New cases rise like inverted "V"
The USA's COVID-19 situation getting dramatically worse as unchecked community spread occurs almost everywhere. Researchers trace spread to our partisan divide.
The latest data from the virus trackers at Johns Hopkins is depressing for anyone who wants the COVID-19 pandemic controlled. New cases (and hospitalizations and deaths) are rising sharply in many places, but the USA’s numbers are the worst, because the steep climb underway started at a rate significantly higher than anywhere except India. As of Sunday, there were nearly 48,000 Americans hospitalized with COVID-19, including more than 9,500 in intensive care — those numbers are the highest since August.
Before we get to today’s headlines, a little reflection:
As the USA careens towards 100,000 new COVID-19 cases a day, this may be a good time to review some history so that we might correct our missteps. The virus that causes COVID-19 may be new, but Presidents Clinton, Bush and Obama all took steps to protect the nation against a new infectious disease. Even Trump Administration officials took part in a pandemic planning exercise arranged by the Obama White House during the transition in 2017, and, in 2018, then-Director of National Intelligence Dan Coats warned the president and Congress:
“[T]he United States and the world will remain vulnerable to the next flu pandemic or largescale outbreak of a contagious disease that could lead to massive rates of death and disability, severely affect the world economy [and] strain international resources…”
Around the time of that report, the White House reassigned the National Security Council’s health security experts and slashed funding for pandemic preparedness. We are living this reality now.
For more on some of the history, read this article I put together awhile back showing the warnings about and planning for pandemic diseases going back more than 20 years.
Now, today’s top stories:
Nurses wanted: The surge of new cases across the USA is worsening a nursing and healthcare provider shortage that has been underway for years.
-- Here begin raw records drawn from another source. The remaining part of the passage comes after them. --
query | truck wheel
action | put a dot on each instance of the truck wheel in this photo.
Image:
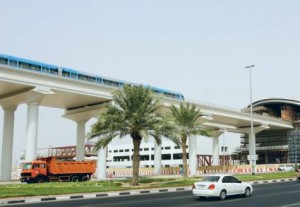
(75, 178)
(84, 178)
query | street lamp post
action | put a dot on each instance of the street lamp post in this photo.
(252, 143)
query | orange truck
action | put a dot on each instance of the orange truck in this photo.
(52, 169)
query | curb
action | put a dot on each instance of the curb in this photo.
(123, 193)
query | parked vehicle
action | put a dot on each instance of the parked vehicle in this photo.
(286, 167)
(51, 169)
(221, 186)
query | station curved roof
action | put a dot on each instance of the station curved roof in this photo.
(276, 101)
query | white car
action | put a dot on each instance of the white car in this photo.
(286, 168)
(221, 186)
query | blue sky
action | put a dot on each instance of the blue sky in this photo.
(199, 48)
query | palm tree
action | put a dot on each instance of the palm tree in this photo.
(133, 112)
(186, 118)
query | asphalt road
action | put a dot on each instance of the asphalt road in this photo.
(285, 194)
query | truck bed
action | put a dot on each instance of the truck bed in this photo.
(70, 167)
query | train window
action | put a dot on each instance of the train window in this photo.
(13, 62)
(91, 78)
(144, 157)
(54, 71)
(177, 156)
(3, 61)
(99, 80)
(81, 77)
(110, 82)
(45, 69)
(166, 156)
(74, 75)
(24, 65)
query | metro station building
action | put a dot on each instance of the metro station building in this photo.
(275, 146)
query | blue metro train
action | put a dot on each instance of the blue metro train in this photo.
(74, 74)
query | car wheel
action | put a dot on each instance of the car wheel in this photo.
(247, 192)
(223, 195)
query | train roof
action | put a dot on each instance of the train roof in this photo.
(28, 61)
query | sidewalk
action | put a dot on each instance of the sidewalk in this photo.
(37, 199)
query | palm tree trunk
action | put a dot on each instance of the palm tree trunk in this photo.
(136, 160)
(184, 156)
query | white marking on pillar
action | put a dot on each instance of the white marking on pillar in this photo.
(192, 155)
(7, 142)
(216, 160)
(31, 131)
(80, 141)
(101, 164)
(157, 158)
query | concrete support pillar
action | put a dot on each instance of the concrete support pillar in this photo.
(252, 149)
(80, 140)
(216, 155)
(31, 131)
(157, 158)
(216, 147)
(101, 164)
(192, 155)
(7, 143)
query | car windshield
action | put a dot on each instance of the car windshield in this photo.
(211, 179)
(27, 166)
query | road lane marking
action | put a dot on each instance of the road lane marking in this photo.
(290, 205)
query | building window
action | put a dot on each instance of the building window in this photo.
(177, 156)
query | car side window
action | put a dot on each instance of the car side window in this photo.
(226, 179)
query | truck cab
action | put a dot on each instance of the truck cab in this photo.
(35, 171)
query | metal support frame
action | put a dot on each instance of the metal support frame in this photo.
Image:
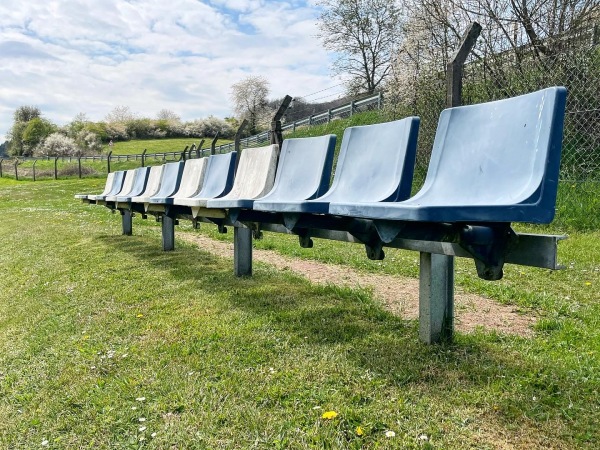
(127, 222)
(242, 251)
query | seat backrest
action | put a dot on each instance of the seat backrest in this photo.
(153, 184)
(218, 179)
(127, 182)
(139, 182)
(304, 169)
(109, 181)
(117, 184)
(192, 178)
(256, 173)
(170, 179)
(376, 163)
(498, 153)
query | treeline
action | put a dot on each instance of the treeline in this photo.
(34, 135)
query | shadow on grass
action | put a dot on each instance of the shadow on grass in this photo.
(347, 319)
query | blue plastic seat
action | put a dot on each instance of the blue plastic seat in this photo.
(492, 162)
(117, 184)
(376, 163)
(218, 181)
(303, 173)
(138, 183)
In addition to deaths among healthcare professionals, some are quitting or retiring to avoid risk of COVID-19 or because they are exhausted.
El Paso, Texas set up its fourth mobile morgue, as COVID-19 deaths keep coming. State officials have sued to block El Paso from imposing stricter social distancing and other anti-COVID measures.
Epidemiologists trying to understand why the USA’s COVID-19 epidemic has been so terribly uncontrolled already knew that increased use of face coverings and social distancing would have helped. Now, a team of researchers from Yale, MIT and New York University analyzed mobility data covering more than 15 million people a day in 3,000 counties across the USA and found strong evidence that the partisan divide has fueled COVID-19’s spread, including new cases and deaths. Even the researchers were surprised when they found that as COVID-19 spread, people in counties that supported President Trump reduced social distancing and increased non-essential activities.
Gathering in large crowds without masks or social distancing linked to COVID spread: Stanford researchers traced 30,000 COVID-19 cases, including 700 deaths, back to 18 Trump rallies between June and September, CNBC reports.
The genetic signature of the virus that infected two White House journalists turns out to be a rare version of COVID-19. The New York Times explains how this was determined and what it could mean.
Pulitzer Prize-winning science journalist Laurie Garrett notes how dramatically different the COVID-19 outbreak has been in Canada vs. the USA, even though both nations experienced their first cases around the same time.